Broadening the genetic base of Brassica napus canola by interspecific crosses with different variants of B. oleracea

Abstract

Broadening the genetic base of the C genome of Brassica napus canola by use of B. oleracea is important. In this study, the prospect of developing B. napus canola lines from B. napus × B. oleracea var. alboglabra, botrytis, italica and capitata crosses and the effect of backcrossing the F1’s to B. napus were investigated. The efficiency of the production of the F1’s varied depending on the B. oleracea variant used in the cross. Fertility of the F1 plants was low—produced, on average, about 0.7 F2 seeds per self-pollination and similar number of BC1 seeds on backcrossing to B. napus. The F3 population showed greater fertility than the BC1F2; however, this difference diminished with the advancement of generation. The advanced generation populations, whether derived from F2 or BC1, showed similar fertility and produced similar size silique with similar number of seeds per silique. Progeny of all F1’s and BC1’s stabilized into B. napus, although B. oleracea plant was expected, especially in the progeny of F1 (ACC) owing to elimination of the A chromosomes during meiosis.

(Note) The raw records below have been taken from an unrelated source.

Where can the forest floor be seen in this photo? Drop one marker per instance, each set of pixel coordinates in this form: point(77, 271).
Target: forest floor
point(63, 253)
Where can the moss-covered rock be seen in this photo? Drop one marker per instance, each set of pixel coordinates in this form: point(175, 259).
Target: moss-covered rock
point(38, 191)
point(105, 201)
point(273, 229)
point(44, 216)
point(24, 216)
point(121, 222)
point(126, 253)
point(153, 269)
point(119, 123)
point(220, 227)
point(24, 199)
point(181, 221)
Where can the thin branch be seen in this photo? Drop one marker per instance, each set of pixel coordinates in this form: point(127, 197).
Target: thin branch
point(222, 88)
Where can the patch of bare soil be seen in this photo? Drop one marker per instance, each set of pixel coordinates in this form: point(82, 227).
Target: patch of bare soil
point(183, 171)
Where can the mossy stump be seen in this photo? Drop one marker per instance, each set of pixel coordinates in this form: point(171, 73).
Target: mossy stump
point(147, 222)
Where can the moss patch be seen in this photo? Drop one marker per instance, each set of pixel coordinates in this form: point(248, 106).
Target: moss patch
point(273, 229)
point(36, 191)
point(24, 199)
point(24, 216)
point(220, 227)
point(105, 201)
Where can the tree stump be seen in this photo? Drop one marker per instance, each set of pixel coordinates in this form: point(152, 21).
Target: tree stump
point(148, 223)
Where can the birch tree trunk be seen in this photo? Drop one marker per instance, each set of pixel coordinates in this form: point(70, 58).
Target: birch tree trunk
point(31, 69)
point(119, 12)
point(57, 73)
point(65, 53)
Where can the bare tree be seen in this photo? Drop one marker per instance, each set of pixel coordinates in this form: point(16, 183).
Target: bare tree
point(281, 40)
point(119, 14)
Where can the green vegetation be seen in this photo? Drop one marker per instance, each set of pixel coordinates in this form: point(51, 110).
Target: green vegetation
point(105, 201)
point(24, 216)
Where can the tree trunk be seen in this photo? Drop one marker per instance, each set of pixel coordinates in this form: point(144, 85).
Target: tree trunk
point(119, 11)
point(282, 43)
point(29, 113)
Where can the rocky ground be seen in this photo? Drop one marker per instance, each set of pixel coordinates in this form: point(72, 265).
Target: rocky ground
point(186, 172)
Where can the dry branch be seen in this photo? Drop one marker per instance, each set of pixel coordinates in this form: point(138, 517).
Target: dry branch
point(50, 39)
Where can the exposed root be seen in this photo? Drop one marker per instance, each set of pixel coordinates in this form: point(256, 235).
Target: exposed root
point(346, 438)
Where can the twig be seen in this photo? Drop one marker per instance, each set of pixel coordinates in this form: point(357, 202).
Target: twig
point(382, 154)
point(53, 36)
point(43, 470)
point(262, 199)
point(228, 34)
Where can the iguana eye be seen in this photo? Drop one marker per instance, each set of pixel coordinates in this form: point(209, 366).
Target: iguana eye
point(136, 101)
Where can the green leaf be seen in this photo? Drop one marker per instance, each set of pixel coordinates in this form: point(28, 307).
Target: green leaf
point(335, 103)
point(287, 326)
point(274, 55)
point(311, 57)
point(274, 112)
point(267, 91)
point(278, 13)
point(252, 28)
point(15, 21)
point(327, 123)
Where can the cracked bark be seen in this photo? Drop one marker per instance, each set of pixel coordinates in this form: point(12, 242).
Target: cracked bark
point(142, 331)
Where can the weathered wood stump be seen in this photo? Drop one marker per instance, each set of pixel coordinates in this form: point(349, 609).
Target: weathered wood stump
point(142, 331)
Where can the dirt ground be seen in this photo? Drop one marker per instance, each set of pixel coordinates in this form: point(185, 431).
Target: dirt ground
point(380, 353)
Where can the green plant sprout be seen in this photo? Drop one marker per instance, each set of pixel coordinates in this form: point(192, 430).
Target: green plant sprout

Segregation distortion for erucic acid alleles occurred in both F2 and BC1 resulting significantly fewer zero-erucic plants than expected; however, plants with ≤ 15% erucic acid frequently yielded zero-erucic progeny. No consistent correlation between parent and progeny generation was found for seed glucosinolate content; however, selection for this trait was effective and B. napus canola lines were obtained from all crosses. Silique length showed positive correlation with seed set; the advanced generation populations, whether derived from F2 or BC1, were similar for these traits. SSR marker analysis showed that genetically diverse canola lines can be developed by using different variants of B. oleracea in B. napus × B. oleracea interspecific crosses.